Access to offshore accounts
Offshore accounts can be opened by anyone – both individuals and companies. Such accounts are often opened by people or organizations that have millions or even billions to invest and are subject to high taxes on the income they earn in their own countries, but can also be opened by individuals with smaller amounts to invest. People moving freely from one country to another to work or settle, (the so-called ex-patriots) may want to invest savings in an offshore account rather than opening a bank account in the country in which they plan to work or settle.
Most legitimately established banks can advise potential investors about offshore investment opportunities and such accounts can be opened and operated from anywhere in the world, via credit or debit cards, the internet, telephone banking and ATM machines.

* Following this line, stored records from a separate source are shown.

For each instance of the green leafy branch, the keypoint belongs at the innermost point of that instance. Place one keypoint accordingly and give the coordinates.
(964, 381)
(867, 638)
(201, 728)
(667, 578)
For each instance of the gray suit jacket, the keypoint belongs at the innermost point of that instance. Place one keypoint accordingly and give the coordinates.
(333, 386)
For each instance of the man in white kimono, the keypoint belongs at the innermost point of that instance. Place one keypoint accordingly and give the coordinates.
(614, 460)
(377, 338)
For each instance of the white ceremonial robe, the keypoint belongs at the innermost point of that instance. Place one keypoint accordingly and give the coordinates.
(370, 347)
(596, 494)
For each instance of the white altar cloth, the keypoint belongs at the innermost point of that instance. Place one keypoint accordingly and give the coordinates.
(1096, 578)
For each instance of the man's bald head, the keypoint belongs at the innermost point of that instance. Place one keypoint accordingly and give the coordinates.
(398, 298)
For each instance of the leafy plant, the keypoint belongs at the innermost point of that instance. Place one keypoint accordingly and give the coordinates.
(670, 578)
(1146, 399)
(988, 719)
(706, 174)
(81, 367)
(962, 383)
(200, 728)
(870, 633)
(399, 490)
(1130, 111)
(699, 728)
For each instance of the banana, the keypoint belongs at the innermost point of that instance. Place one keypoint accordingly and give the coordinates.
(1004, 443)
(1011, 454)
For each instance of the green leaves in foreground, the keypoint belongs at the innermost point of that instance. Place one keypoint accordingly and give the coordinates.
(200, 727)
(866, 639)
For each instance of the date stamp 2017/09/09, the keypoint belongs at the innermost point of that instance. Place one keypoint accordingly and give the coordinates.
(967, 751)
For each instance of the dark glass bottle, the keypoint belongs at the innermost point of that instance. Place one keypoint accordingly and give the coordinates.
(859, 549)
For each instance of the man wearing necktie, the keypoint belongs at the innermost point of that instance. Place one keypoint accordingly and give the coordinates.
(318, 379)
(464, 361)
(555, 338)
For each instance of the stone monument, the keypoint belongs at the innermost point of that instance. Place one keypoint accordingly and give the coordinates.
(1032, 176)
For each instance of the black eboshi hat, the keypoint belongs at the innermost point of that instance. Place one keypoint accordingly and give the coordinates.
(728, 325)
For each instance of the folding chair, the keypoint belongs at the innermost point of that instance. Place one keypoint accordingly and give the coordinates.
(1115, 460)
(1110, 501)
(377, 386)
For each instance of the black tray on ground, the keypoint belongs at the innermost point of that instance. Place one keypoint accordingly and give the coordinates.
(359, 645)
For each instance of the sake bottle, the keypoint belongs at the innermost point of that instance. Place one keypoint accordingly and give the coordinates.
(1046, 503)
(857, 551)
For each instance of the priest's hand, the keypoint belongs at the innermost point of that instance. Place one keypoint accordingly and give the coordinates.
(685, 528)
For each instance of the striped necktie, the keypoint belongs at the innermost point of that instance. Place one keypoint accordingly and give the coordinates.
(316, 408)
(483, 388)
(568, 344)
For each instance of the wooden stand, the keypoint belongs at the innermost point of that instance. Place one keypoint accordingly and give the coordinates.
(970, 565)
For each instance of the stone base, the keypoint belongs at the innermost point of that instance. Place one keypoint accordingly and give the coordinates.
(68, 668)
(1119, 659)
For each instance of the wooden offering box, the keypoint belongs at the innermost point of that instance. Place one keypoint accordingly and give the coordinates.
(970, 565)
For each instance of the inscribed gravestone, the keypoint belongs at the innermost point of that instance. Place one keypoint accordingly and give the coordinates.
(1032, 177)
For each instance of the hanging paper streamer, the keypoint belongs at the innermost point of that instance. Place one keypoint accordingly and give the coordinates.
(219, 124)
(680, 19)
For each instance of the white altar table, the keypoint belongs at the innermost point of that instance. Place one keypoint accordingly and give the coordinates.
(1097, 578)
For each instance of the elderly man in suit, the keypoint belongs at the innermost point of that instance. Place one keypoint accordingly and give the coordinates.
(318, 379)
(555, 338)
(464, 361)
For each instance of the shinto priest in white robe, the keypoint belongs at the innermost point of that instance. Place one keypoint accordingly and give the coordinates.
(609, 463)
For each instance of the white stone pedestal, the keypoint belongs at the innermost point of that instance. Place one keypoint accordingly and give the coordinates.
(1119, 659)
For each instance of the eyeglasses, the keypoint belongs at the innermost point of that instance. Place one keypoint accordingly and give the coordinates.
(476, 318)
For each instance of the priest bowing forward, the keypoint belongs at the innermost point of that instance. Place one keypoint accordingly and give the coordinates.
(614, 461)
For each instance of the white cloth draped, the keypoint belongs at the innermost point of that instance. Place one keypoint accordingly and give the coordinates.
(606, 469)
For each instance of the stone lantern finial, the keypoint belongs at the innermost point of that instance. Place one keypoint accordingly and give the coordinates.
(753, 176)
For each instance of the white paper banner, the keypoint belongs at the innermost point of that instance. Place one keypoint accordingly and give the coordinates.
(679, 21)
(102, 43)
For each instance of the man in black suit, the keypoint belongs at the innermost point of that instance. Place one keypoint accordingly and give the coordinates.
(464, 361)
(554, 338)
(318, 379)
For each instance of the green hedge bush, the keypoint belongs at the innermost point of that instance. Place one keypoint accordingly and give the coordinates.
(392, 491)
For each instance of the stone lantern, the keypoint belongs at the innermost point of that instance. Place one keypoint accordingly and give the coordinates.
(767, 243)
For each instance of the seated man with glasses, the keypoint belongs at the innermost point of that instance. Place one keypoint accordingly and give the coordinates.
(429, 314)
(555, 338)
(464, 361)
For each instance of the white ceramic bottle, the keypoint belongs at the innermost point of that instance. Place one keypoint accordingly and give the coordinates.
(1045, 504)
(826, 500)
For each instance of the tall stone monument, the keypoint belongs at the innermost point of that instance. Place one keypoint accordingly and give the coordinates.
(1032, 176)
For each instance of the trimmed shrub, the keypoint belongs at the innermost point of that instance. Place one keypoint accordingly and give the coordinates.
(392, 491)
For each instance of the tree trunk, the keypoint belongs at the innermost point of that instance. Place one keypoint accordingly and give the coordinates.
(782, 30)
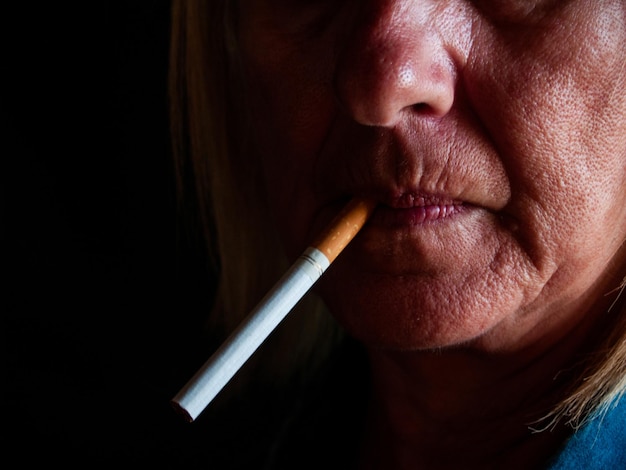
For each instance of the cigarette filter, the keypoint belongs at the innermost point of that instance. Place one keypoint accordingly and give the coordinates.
(192, 399)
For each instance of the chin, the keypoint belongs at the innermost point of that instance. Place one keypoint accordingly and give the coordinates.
(412, 313)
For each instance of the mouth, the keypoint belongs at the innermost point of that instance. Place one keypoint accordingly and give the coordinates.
(415, 209)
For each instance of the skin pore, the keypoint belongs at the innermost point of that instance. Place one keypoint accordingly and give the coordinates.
(492, 134)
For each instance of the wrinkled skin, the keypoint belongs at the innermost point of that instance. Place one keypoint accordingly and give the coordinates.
(492, 134)
(508, 116)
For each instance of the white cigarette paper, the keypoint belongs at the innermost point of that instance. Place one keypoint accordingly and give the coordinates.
(193, 398)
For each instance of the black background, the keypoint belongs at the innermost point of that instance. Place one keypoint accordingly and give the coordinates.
(105, 288)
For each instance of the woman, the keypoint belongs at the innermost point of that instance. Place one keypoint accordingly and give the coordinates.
(485, 288)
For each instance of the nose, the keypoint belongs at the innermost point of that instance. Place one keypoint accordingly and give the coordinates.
(394, 62)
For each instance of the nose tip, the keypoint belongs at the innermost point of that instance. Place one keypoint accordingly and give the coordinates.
(382, 77)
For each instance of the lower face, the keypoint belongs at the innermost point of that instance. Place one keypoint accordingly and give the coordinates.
(501, 198)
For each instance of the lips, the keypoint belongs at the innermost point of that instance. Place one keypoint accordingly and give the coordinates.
(414, 209)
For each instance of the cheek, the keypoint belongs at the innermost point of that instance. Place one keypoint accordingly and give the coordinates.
(559, 126)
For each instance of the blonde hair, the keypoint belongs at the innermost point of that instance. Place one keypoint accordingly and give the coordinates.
(213, 157)
(205, 94)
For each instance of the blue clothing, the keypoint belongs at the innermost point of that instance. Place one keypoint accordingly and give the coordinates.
(599, 445)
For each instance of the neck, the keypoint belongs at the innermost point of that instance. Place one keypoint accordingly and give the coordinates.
(465, 408)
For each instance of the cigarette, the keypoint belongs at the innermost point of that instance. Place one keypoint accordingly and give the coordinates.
(194, 397)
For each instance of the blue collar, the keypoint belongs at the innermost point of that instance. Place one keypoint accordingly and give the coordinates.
(600, 444)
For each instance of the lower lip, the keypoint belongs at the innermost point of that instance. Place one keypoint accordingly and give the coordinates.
(414, 216)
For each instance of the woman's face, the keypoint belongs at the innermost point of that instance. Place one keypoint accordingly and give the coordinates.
(492, 134)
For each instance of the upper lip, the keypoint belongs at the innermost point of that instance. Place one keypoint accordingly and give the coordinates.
(410, 199)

Access to funds is therefore possible at all hours of the day or night and the investor is not restricted to normal business hours.
There are no exchange control restrictions on offshore accounts which means that capital can be moved from one account to anothereasily and without having to go through the formality of applying for permission from a regulatory authority to transfer funds.
Offshore account holders also enjoy legal benefits
- In most instances, privacy and confidentiality of the account is maintained except where the bankers are obligated by law or international agreements (such as the EU Savings Tax Directive 2005)to disclose certain information.
- Most countries have laws that protect personal information from being divulged so to that extent the account holder is protected, provided that the account is not being held for illegal purposes such as money laundering or terrorism.
- The investor can hold investments in several different currencies.
- The offshore countries are usually very stable politically and economically so there is a good chance of maintaining the value of the assets which might be affected if the investment was made in a politically or economically unstable country.
- An investor may also reduce risks to his estate from death or inheritance taxes.
It is recommended to consult with a qualified and registered financial advisor before committing himself to anything.